Mason has an integrated 2D finite difference code.  Currently the application is for microstrip or stripline couplers. 

The optimizers (including the statistical tools) can operate on the arguments for the dynamic models. Additionally, Touchstone files can be aggregated (for example, a family of capacitors) and the specific component used can be optimized.

The primitive files (dynamic models) use a simple XML format and are relatively easy to create. Mason can automatically generate a new primitive file (dynamic model) based on a circuit composed of other primitive files (similar to a subcircuit but more efficient).

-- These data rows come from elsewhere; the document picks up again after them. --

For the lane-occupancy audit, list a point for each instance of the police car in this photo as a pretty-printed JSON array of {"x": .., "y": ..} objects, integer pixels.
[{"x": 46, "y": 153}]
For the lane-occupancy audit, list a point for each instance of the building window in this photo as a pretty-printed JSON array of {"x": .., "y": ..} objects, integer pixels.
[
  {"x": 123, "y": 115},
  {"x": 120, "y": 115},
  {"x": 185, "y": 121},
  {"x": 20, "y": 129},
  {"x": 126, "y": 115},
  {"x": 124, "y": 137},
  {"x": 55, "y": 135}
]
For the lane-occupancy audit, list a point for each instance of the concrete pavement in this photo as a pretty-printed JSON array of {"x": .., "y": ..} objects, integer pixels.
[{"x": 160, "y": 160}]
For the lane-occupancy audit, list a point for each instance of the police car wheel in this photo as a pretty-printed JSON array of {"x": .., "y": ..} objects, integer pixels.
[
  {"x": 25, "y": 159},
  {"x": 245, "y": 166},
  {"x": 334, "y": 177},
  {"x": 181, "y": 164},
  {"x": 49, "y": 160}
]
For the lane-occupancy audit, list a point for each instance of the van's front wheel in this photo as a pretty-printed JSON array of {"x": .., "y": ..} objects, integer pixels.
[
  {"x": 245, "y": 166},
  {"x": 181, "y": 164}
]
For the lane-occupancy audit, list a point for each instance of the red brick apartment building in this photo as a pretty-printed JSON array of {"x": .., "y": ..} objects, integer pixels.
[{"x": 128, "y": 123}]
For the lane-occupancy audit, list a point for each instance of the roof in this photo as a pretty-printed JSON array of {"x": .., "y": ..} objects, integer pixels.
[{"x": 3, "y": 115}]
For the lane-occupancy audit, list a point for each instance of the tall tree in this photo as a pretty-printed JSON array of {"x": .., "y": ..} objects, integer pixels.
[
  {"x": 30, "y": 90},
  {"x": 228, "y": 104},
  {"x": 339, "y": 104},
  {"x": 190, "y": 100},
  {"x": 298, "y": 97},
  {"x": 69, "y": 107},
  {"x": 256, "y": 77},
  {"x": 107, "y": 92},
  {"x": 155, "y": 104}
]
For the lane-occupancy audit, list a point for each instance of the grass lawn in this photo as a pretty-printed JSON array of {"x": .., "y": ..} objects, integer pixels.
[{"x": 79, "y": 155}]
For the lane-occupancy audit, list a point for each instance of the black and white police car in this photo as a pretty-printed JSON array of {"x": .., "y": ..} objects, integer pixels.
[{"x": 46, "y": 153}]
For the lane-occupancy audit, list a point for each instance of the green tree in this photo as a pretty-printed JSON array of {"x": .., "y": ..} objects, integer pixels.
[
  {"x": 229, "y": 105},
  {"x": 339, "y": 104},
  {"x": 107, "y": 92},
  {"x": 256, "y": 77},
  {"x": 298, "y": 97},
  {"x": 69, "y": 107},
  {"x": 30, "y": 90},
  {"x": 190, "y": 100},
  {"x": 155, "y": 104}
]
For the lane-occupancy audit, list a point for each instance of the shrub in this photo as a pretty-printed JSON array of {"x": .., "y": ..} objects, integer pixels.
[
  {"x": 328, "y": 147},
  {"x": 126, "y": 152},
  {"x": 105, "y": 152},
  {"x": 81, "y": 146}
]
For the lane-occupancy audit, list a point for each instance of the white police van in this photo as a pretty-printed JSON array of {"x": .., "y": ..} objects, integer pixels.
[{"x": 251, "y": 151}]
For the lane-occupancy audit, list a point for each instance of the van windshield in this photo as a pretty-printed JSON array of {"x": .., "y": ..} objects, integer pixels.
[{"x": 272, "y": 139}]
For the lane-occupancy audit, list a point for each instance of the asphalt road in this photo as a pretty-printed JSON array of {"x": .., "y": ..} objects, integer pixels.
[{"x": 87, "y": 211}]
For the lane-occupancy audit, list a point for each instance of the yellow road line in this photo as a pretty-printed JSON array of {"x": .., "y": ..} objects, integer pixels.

Mason can output layout information that can be imported into Mentor's PADS Layout, such that microstrip circuits can be easily transitioned from design to production.

A schematic capture tool called TinyCAD has been modified to interface seamlessly with Mason. From TinyCAD, Mason can be run, the optimized values stored or discarded, the run process (and error messages) can be seen from a console, and a simple plotting tool can monitor the results.

An additional tool has been developed called PrimCalc, which uses the XML primitive file (dynamic model) and maps arguments (such as a microstrip's physical description) to calculated values (such as electrical properties). The tool can be used for both analysis and given desired electrical properties, generate the required physical arguments).

For help with errors and other common questions, see the FAQ.

Mason's simulation and layout features have been validated over the past several years both in comparison to similar codes and in actual model / measurement agreement... but occasionally I have found things that were broken.  Mason uses an extensive set of validation and test cases to help prevent errors from cropping into the code.  However, as free software there are no express or implied warranties; in no event can I help held liable for any damages (full license).